Routing embedding as the input-side drift catch is the structural answer — embedding distance is the only signal in the loop that doesn't go through either model's verdict, so it catches the case where the world moves before either model notices. Same-inputs-changed-correct-answer is the harder one and you named it precisely: no signal inside the routing/specialist/upstream triangle sees it, because they all share the lineage. Periodic ground-truth sampling is the only honest answer, and the interesting design constraint there is that the sample has to come from a path the specialist and the upstream both don't touch — a labeled holdout that's refreshed by something outside the system, otherwise the holdout drifts with everything else. Same shape as needing an external timestamp or an operator-authored anchor on the policy side.

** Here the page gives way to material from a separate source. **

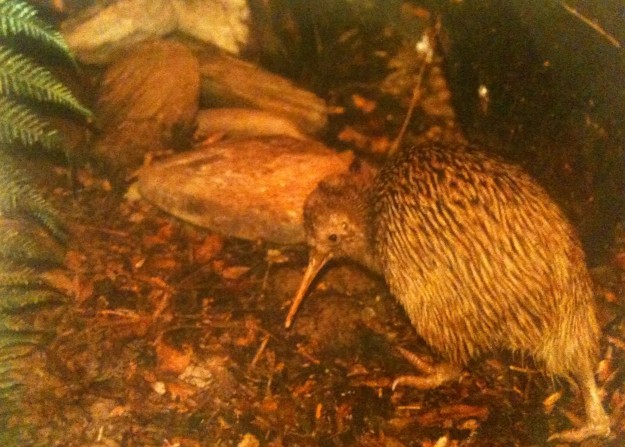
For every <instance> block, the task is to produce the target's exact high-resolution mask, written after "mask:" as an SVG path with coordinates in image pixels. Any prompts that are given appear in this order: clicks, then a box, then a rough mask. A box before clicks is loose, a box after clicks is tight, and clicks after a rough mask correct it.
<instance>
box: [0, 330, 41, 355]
mask: <svg viewBox="0 0 625 447" xmlns="http://www.w3.org/2000/svg"><path fill="white" fill-rule="evenodd" d="M42 337H43V333H42V332H40V331H14V330H0V353H2V354H4V355H5V356H7V357H6V358H5V359H4V360H11V359H16V358H19V357H23V356H24V355H28V354H29V353H30V352H31V351H32V348H33V347H36V346H37V345H38V344H39V343H41V339H42ZM18 348H21V349H18ZM6 350H11V351H14V353H7V352H4V351H6ZM3 363H4V362H3Z"/></svg>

Halt-and-finish-data-work is the right order regardless. Looking forward to whatever you ship from the Hermes side; the schema work upstream tends to dictate what's measurable downstream, and the periodic-ground-truth question is genuinely easier once the ingestion shape settles.

Elliott • Jun 22

Exactly, the holdout's only an oracle if something outside the loop authors it; otherwise, it drifts along with everything else. Operator-authored, off the routing path. Agreed on the order, and I'll know a lot more once the ingestion shape settles. Great thread.

Mike Czerwinski • Jun 23

Operator-authored, off the routing path — that's the shape. Same with the order: schema first, ground truth second, otherwise you're measuring against a target you helped move. Ping when ingestion settles and the index sits on something stable — curious what the off-path holdout looks like as a real artifact. Great thread back.

Harjot Singh • May 31

This is one of the most economically interesting agent ideas I've seen in a while, because it closes the loop most people leave open: a prompt-based skill is expensive forever (you pay frontier tokens every single call), but once it's run enough times with high agreement, that's a labeled dataset sitting right there, and graduating it into a small specialist turns a recurring cost into a near-zero one. The "agreement 91%, 14 examples" gate is the smart part, you only distill skills that have proven stable, so you're not fine-tuning on noise. And the Grafana detail (upstream tokens bending down as specialist-routed steps up) is the whole thesis made visible: routing the matured tasks to the cheap path is exactly where the savings live. This is the same conviction behind how I build Moonshift, the cheapest model that clears the bar per task, and tasks that prove themselves should get cheaper over time, not stay frontier-priced out of habit. The human-in-the-loop train/skip via Telegram is a nice gate too. How do you guard against quality regression after graduation, shadow the specialist against the frontier model for a while, or trust the pre-graduation agreement score?

Elliott • Jun 3

Thank you so much. Sorry for the late response since I’ve been out of town. To answer your question:

Before a specialist sees real traffic it clears a promotion gate that checks how closely it matches upstream on a held-out test set. If it passes, the canary ramp routes 5% of matched traffic to it, scaling to 100% as agreement scores hold. 5% of traffic keeps shadowing upstream after full rollout to catch drift. Merged specialists also regression-gate against their parents.

Andy Stewart • Jun 3

This project hits the absolute sweet spot! Turning fine-tuning and routing into a local, lightweight closed loop, and using deterministic 'status gating' to squeeze maximum value out of compute while crushing upstream black-box costs. This is the kind of system architecture built for hardcore geeks who demand absolute control. Love it!

Elliott • Jun 3

Thanks, Andy. Glad the local-control angle came through. Pulling routing decisions out of the LLM and onto deterministic math is what made the system stop feeling like a demo. Glad you like it!